Ils se sont installés à Verdun pour la proximité de la grande ville, les cafés ouverts jusqu’à tard — surtout — parce que l’appartement (troisième étage) était assez ancien pour raconter des histoires. L’automne et la valse des feuilles, les promenades sur la Well, les cafés sympathiques, les soupes réconfortantes, les bottes à la mode annonçaient une vie de quartier très attirante et attrayante pour ce jeune couple d’origine française. Puis est arrivée la première vraie couche de neige, et Verdun a basculé en deux camps.
Lui, appelons-le Hugo, est né avec un thermostat dans le cœur, un homme positif, créatif et follement amoureux du Québec. Il adore l’hiver qu’il chérit depuis trois ans. Il aime l’hiver comme d’autres apprécient Noël, les décorations, les bonhommes de neige, les lumières de couleurs, les guirlandes, les couronnes, etc…Il a commencé secrètement à chanter des tounes de Noël, doucement pour ne pas réveiller le voisin d’en bas qui collectionne le silence.

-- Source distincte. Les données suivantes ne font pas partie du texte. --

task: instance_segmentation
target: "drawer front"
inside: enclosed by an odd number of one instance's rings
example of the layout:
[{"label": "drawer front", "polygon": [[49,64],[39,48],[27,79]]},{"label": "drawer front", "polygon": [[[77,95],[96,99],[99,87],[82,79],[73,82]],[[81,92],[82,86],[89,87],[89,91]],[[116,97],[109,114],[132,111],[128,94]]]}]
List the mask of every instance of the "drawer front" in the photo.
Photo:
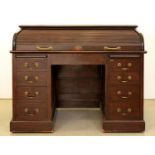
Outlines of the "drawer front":
[{"label": "drawer front", "polygon": [[42,121],[48,119],[48,109],[40,104],[19,105],[14,108],[14,120]]},{"label": "drawer front", "polygon": [[138,86],[111,86],[109,88],[109,100],[110,101],[121,101],[133,102],[140,99],[140,88]]},{"label": "drawer front", "polygon": [[17,87],[18,100],[47,100],[47,87]]},{"label": "drawer front", "polygon": [[57,93],[100,93],[101,92],[101,79],[57,79],[56,91]]},{"label": "drawer front", "polygon": [[47,69],[46,58],[16,58],[16,68],[18,71],[36,71]]},{"label": "drawer front", "polygon": [[138,103],[130,104],[110,104],[108,106],[107,119],[112,120],[136,120],[142,119],[142,111]]},{"label": "drawer front", "polygon": [[112,84],[138,84],[140,75],[138,72],[112,72],[110,83]]},{"label": "drawer front", "polygon": [[47,86],[47,72],[17,72],[17,85]]},{"label": "drawer front", "polygon": [[111,58],[110,68],[112,71],[138,71],[140,59],[138,58]]}]

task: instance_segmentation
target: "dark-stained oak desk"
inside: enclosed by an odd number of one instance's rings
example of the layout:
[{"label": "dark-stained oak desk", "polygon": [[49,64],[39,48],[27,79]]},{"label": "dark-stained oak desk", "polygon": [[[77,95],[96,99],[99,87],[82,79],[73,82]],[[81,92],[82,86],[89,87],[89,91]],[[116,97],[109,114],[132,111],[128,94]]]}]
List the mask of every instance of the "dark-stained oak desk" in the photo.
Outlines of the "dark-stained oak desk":
[{"label": "dark-stained oak desk", "polygon": [[12,132],[52,132],[57,107],[100,107],[105,132],[141,132],[144,41],[136,26],[20,26]]}]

Elle, c’est Sophie. Elle voit l’hiver comme un plan d’organisation des ennuis. Pour elle, la neige est un genre de plastique blanc qui colonise les trottoirs. Elle préfère de loin l’automne. L’hiver lui vole ses petits bonheurs automnaux et ça la fait suer. Aux premiers flocons, Sophie sort ses arguments négatifs habituels : chaussettes de laine qui piquent, gants perdus, transport en commun au ralenti, rhume assuré, glace noire, pelletage, sapin, etc…Elle a toujours détesté la période des fêtes.
A l’appart, il a toujours trop chaud, elle a toujours trop froid. Les disputes de calorifères s’apparentent à des négociations serrées à l’ONU. Autour du thermostat, Hugo baisse, Sophie monte. Leur voisin silencieux Sylvain, leur ferait peut-être un excellent médiateur. On n’en est pas là.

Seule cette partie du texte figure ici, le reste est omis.